Pennsylvania Uniform Condominium Act

The Pennsylvania Uniform Condominium Act  (UCA) (68 Pa. C.S. §§ 3101 to. 3414) was adopted in 1980 to govern the formation and operation of condominiums. Prior to the UCA, condominiums in Pennsylvania were governed by the since-repealed Unit Property Act.

By definition, a condominium is a form of real estate ownership. When an individual buys into a condominium, they are purchasing a designated portion of the property for which they are the exclusive owner, called a “unit.” The communal portions of the property that share an undivided interest with other unit owners are referred to as the “common elements.” The deed conveying ownership of a condominium unit includes the common elements, whether specifically referenced in the deed or not. While there is an association responsible for the maintenance and regulation of the common elements, the association itself does not hold title or ownership to that portion of the property.

While condominiums are generally thought of as multi-family apartment-style structures, condominiums have also been used to establish semi-detached (townhome) communities and even single family detached communities.

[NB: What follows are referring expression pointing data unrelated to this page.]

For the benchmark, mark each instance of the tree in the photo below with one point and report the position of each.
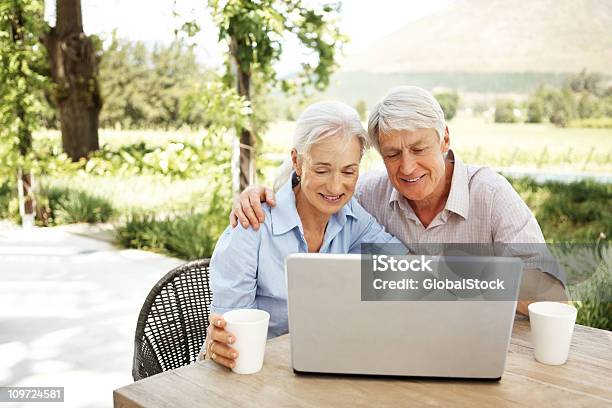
(504, 111)
(253, 31)
(362, 109)
(449, 101)
(74, 70)
(22, 84)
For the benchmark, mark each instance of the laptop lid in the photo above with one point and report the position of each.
(334, 331)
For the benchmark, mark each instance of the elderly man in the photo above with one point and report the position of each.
(428, 195)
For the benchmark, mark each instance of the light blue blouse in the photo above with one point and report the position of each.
(248, 267)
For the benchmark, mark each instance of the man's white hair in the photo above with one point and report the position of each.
(405, 108)
(321, 120)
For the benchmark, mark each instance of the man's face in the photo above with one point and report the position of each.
(414, 161)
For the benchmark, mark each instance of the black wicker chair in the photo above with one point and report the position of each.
(172, 323)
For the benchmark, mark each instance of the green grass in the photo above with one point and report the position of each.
(519, 145)
(184, 217)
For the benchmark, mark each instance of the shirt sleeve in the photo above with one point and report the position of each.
(366, 230)
(516, 232)
(233, 269)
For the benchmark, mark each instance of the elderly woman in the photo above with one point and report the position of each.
(315, 212)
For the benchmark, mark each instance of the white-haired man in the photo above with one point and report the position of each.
(428, 195)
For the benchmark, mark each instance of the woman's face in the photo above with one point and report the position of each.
(329, 173)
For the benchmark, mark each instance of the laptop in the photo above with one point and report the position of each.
(334, 331)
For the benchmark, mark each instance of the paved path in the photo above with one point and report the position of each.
(68, 310)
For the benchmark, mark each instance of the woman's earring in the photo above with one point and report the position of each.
(295, 180)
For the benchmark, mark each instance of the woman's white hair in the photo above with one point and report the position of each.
(405, 108)
(321, 120)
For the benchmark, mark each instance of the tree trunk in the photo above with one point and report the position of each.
(247, 138)
(74, 70)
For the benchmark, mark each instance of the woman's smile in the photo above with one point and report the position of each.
(332, 198)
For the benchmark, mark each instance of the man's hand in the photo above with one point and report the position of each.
(247, 206)
(218, 343)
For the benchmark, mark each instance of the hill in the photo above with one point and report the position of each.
(498, 36)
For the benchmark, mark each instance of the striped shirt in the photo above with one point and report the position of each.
(482, 208)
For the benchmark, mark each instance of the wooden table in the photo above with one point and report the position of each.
(584, 381)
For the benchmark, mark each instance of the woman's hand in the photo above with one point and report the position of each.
(218, 342)
(247, 206)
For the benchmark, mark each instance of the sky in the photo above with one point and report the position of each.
(153, 21)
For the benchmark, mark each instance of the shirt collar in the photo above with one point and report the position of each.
(458, 198)
(284, 216)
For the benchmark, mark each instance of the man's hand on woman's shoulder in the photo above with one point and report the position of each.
(247, 206)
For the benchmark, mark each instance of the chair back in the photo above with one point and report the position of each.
(172, 324)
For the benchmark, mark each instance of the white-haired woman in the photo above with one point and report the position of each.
(315, 212)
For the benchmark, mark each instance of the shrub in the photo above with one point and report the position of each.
(187, 236)
(535, 111)
(449, 101)
(563, 107)
(593, 297)
(596, 123)
(574, 212)
(504, 111)
(57, 205)
(8, 201)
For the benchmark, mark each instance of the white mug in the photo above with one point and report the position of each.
(552, 325)
(250, 329)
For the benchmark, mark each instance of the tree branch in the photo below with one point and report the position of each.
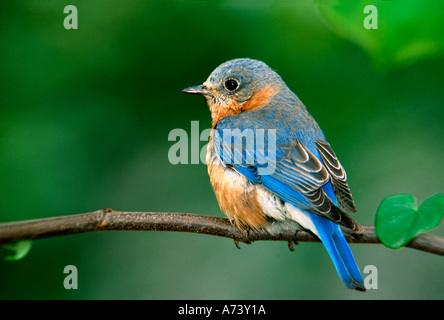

One of the primary benefits of a condominium is that it allows interests in real estate to be divided in a manner that normally would not be possible – or too cumbersome – under traditional subdivision and land development requirements. However, the right to do so is not unfettered and there has been some upheaval in recent years concerning the scope of those powers.

Contact Erik Hume to further discuss the laws governing condominiums and how Saxton & Stump’s Real Estate Law Group can help devise an appropriate strategy for your development project.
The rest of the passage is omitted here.